China to halt new projects in pollution 'red zones'

FILE PHOTO: A man wearing a respiratory protection mask walks toward an office building during the smog after a red alert was issued for heavy air pollution in Beijing's central business district, China, December 21, 2016. REUTERS/Jason Lee/File Photo

SHANGHAI (Reuters) - China will halt major projects in regions with high levels of pollution, the official Xinhua news agency reported late on Wednesday, underscoring an environmental crackdown that is starting to hit business around the country.

Chinese authorities will roll out a new pollution alert system for regions ranging from the cleanest “green non-alert zones” to the most severe “red” zones, where the environment and natural resources are severely strained.

“For red-alert areas, government authorities will stop granting approval on relevant projects,” Xinhua reported, citing a document from the ruling State Council, China’s cabinet.

“(Meanwhile), enterprises causing severe environmental and resource destruction will face punishment, including fines, production restrictions and shutdowns.”

Regions will also be categorized as “overloading”, “near overloading” or “not overloading”, depending on the level of strain on their environmental and resource capacity.

China’s war on pollution has ramped up steeply this year, rattling the country’s ports, commodities markets and factories across the country’s smog-affected north. Even firms in higher-tech sectors like autos have started to take a hit.

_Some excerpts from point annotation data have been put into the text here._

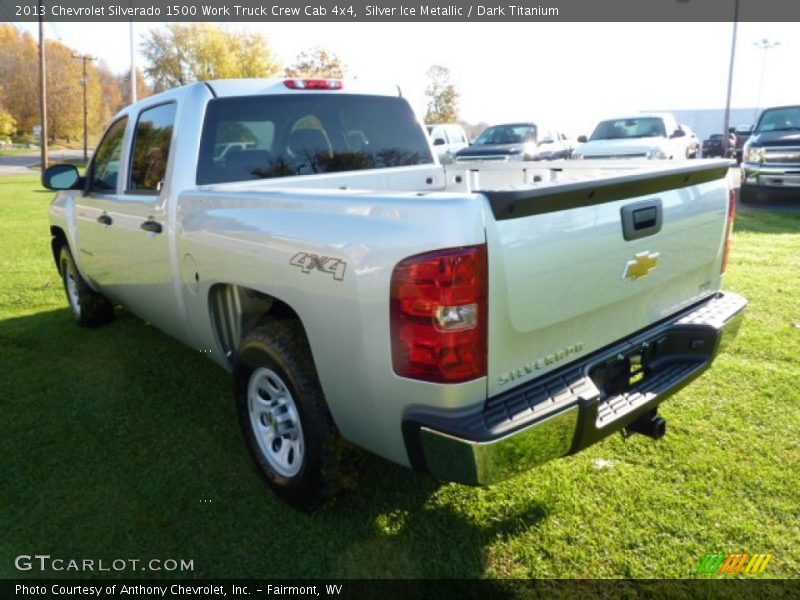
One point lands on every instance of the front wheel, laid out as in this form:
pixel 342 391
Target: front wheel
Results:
pixel 747 194
pixel 283 414
pixel 88 307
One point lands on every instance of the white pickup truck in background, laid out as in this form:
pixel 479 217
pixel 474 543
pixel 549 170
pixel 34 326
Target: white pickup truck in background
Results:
pixel 471 321
pixel 649 136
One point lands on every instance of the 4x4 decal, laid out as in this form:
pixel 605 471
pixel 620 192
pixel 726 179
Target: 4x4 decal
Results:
pixel 308 262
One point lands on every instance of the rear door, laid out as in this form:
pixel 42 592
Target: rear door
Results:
pixel 139 248
pixel 93 221
pixel 564 281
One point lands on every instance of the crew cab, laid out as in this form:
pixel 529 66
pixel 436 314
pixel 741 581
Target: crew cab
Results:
pixel 771 157
pixel 514 142
pixel 648 136
pixel 469 321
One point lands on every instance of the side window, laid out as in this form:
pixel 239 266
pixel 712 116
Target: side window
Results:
pixel 105 164
pixel 151 142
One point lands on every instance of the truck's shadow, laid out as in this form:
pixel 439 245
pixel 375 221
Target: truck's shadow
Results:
pixel 121 442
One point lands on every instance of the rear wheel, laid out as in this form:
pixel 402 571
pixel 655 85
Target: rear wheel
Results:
pixel 283 415
pixel 88 307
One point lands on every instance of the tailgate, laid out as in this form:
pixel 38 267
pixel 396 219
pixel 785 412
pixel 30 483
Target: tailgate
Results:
pixel 563 279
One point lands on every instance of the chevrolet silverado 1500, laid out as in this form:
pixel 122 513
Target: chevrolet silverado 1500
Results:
pixel 471 321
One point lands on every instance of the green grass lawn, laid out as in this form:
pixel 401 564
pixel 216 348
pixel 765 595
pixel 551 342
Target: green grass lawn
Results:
pixel 120 442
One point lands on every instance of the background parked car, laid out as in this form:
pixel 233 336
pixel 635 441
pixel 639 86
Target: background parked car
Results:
pixel 771 162
pixel 742 135
pixel 649 136
pixel 712 147
pixel 517 141
pixel 692 142
pixel 447 139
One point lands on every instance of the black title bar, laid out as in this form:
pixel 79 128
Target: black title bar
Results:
pixel 535 11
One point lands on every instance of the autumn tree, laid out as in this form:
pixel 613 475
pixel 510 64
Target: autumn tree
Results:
pixel 184 53
pixel 18 76
pixel 442 96
pixel 8 124
pixel 317 63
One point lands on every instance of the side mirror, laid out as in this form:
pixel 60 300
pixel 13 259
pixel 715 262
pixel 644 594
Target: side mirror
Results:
pixel 61 177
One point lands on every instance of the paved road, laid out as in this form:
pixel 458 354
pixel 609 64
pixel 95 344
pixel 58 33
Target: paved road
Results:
pixel 18 164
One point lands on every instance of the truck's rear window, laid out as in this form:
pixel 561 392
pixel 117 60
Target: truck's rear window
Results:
pixel 261 137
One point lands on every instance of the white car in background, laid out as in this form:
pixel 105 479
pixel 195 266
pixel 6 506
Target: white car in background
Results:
pixel 447 139
pixel 649 136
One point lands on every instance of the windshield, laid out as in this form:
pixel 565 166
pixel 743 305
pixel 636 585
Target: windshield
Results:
pixel 261 137
pixel 507 134
pixel 779 119
pixel 620 129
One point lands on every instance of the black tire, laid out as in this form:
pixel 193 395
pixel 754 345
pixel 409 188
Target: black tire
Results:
pixel 89 308
pixel 748 194
pixel 280 348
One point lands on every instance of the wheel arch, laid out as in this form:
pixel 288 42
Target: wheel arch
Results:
pixel 236 310
pixel 58 238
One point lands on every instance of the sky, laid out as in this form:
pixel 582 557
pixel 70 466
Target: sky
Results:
pixel 568 74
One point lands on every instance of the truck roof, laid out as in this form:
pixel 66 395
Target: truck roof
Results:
pixel 224 88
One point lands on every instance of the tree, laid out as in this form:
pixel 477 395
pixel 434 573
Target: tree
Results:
pixel 8 124
pixel 442 96
pixel 181 54
pixel 18 74
pixel 317 63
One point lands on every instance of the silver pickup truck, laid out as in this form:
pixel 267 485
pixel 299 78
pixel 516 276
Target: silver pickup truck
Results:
pixel 470 321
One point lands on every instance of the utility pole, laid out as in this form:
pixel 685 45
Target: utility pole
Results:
pixel 133 69
pixel 764 44
pixel 133 64
pixel 42 97
pixel 85 82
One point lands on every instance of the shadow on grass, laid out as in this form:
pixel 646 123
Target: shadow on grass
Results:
pixel 119 442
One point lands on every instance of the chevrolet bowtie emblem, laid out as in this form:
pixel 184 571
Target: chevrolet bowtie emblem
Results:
pixel 641 265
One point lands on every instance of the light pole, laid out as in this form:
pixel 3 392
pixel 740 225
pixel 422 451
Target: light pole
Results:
pixel 727 123
pixel 764 44
pixel 85 58
pixel 42 97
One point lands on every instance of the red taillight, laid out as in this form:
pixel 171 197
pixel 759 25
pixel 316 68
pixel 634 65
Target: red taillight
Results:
pixel 438 309
pixel 729 231
pixel 313 84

Xinhua added that owners of polluting firms or slack local officials would be held accountable for any environmental damage and could be prosecuted for criminal liability. “Green zone” areas, however, could be financially rewarded.

“China has said ‘no more’ to economic growth at the price of the environment, by putting environmental protection at the top of the agenda to ensure greener, more sustainable development,” Xinhua said.